The initial treatment depends on how severely the patient is affected and involves replacement of fluid and electrolytes.
The first goal of treatment is to correct dehydration.
Fluids are often given to replace fluids lost in diarrhea.
The next goal is to slow the diarrhea with medications that can help control diarrhea: Octreotide, blocks the action of VIP.
Somatostatin analogs inhibit the actions of VIP but also have independent inhibitory actions on intestinal secretion.
Tachyphylaxis to the actions of somatostatin analogs may occur.
Second line agents include: glucocorticoids, phenothiazines, prostaglandin synthesis inhibitors and lithium carbonate.
Surgical removal if possible, represents the best chance of a cure: one-third to one-half of patients, the tumor has spread by the time of diagnosis and cannot be cured.
Surgical debulking sometimes helps in symptom control.
Combination chemotherapy with 5-fluorouracil, temozolomide and streptozotocin has been shown to be effective.
Octreotide acetate controls diarrhea in up to 90% of patients with VIPomas.
Glucocorticoids reduce symptoms in 50%.
Systemic chemotherapy may be needed in cases of unresectable or progressive disease: Streptozocin, doxorubicin, fluorouracil, or a combination of these appears to be beneficial.
Local tumor resection is the treatment of choice.
In advanced disease, tumor debulking may relieve symptoms, but it is not effective in all cases.
Transarterial chemoembolization with chemotherapy-loaded materials may provide palliation in patients with extensive hepatic disease.
For metastatic disease, peptide receptor radionuclide therapy (PRRT) can be highly effective.
This treatment involves attaching a radionuclide (Lutetium-177 or Yttrium-90) to a somatostatin analogue (octreotate or octreotide).

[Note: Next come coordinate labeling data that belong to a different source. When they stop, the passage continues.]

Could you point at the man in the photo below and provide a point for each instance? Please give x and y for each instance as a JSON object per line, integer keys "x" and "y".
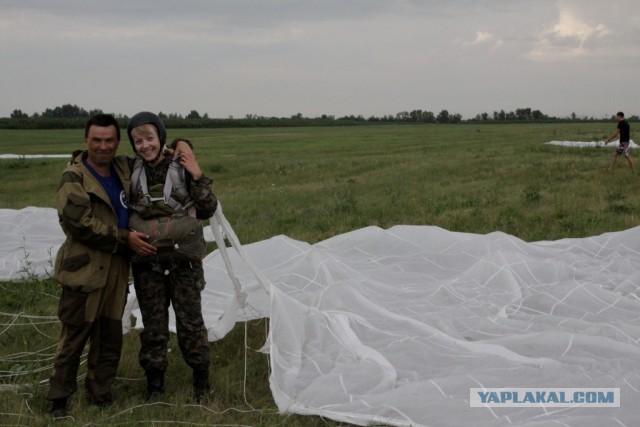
{"x": 92, "y": 265}
{"x": 624, "y": 130}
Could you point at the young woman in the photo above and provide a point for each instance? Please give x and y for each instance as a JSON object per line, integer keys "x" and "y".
{"x": 169, "y": 214}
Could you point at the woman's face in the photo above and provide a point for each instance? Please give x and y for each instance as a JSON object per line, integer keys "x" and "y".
{"x": 147, "y": 143}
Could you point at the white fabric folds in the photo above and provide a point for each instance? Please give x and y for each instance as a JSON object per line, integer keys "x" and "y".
{"x": 396, "y": 326}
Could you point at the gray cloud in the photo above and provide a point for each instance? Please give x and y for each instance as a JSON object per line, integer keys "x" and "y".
{"x": 369, "y": 57}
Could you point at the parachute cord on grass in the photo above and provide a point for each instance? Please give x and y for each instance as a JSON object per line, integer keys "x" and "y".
{"x": 246, "y": 360}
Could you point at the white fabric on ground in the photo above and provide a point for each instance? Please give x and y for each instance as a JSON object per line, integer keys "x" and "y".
{"x": 395, "y": 326}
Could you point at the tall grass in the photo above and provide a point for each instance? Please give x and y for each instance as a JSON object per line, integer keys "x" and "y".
{"x": 311, "y": 184}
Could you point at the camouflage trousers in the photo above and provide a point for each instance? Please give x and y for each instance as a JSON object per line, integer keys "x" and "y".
{"x": 94, "y": 317}
{"x": 180, "y": 286}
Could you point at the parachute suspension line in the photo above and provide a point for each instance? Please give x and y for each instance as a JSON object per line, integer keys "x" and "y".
{"x": 246, "y": 360}
{"x": 219, "y": 226}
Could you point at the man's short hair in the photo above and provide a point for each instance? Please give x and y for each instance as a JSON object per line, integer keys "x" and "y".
{"x": 102, "y": 120}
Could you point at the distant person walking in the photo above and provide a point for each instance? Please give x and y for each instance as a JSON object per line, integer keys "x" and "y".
{"x": 624, "y": 131}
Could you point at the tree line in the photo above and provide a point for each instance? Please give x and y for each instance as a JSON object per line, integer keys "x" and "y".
{"x": 73, "y": 116}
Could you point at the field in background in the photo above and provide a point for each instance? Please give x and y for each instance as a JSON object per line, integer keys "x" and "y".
{"x": 311, "y": 184}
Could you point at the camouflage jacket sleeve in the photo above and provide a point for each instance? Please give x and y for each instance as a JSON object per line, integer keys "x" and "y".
{"x": 86, "y": 215}
{"x": 204, "y": 199}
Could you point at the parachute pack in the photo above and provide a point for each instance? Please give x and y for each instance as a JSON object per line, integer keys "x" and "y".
{"x": 171, "y": 225}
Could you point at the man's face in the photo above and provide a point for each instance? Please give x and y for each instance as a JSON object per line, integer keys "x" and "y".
{"x": 102, "y": 143}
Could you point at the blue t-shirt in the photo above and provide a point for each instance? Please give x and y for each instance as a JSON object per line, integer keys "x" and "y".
{"x": 113, "y": 187}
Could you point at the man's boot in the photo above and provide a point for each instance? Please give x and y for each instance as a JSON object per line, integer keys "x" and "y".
{"x": 59, "y": 408}
{"x": 200, "y": 384}
{"x": 155, "y": 384}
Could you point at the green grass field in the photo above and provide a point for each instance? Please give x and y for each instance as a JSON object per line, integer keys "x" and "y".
{"x": 311, "y": 184}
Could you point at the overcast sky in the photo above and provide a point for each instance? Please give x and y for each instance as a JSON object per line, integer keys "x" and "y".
{"x": 335, "y": 57}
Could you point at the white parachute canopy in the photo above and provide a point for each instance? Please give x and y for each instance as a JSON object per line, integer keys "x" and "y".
{"x": 397, "y": 326}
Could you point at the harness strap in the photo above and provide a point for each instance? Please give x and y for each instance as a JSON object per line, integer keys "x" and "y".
{"x": 175, "y": 181}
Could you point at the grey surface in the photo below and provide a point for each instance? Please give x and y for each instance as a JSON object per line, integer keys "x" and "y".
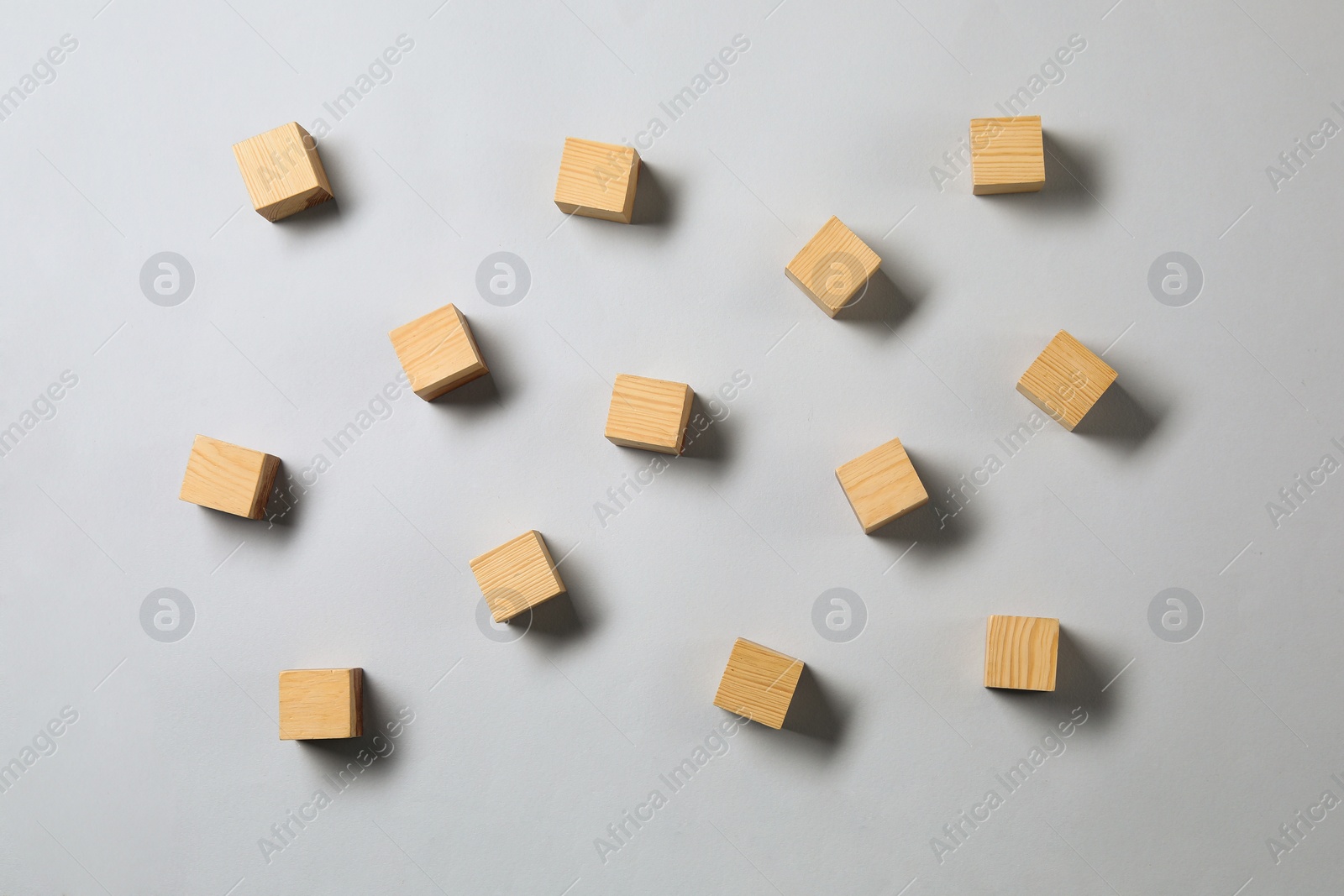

The majority of VIPomas arise within the pancreas, and are classified as functioning pancreatic neuroendocrine islet cell tumors.
In adults, VIPomas are intrapancreatic in over 95 percent of cases.
Other VIP-secreting tumors have been reported, including lung cancer, colorectal cancer, ganglioneuroblastoma, pheochromocytoma, hepatoma, and adrenal tumors.
In children, VIPomas rarely arise in the pancreas.
VIP-secreting tumors in children typically occur in the sympathetic ganglia (ganglioneuroblastomas or ganglioneuromas) and the adrenal glands.
VIPomas are usually diagnosed between 30 and 50 years of age in adults and between two and four years of age in children.
Symptomatic pancreatic VIPomas are usually solitary, larger than than 3 cm in diameter, and arise in the tail of the pancreas in 75 percent of cases.
Other substances then VIP, such as prostaglandin E2, may occasionally be secreted by the tumors.
VIP activities include: vasodilation, inhibition of gastric acid secretion, bone resorption, and enhanced glycogenolysis and is responsible for flushing as well as laboratory findings of hypochlorhydria, hypercalcemia, and hyperglycemia in patients with VIPomas.
Most patients with VIPoma have VIPoma syndrome, which is also called the pancreatic cholera syndrome, Verner-Morrison syndrome, and the watery diarrhea, hypokalemia, and hypochlorhydria or achlorhydria (WDHA) syndrome.
VIPoma syndrome is characterized by watery diarrhea that persists with fasting.
Stools are tea-colored and odorless with stool volumes exceeding 700 mL/day. In 70 percent of patients.
Stool volume can exceed 3000 mL per day.
Abdominal pain is mild or absent.
Associated symptoms include flushing episodes in 20 percent of patients and symptoms related to hypokalemia and dehydration, such as lethargy, nausea, vomiting, muscle weakness, and muscle cramps.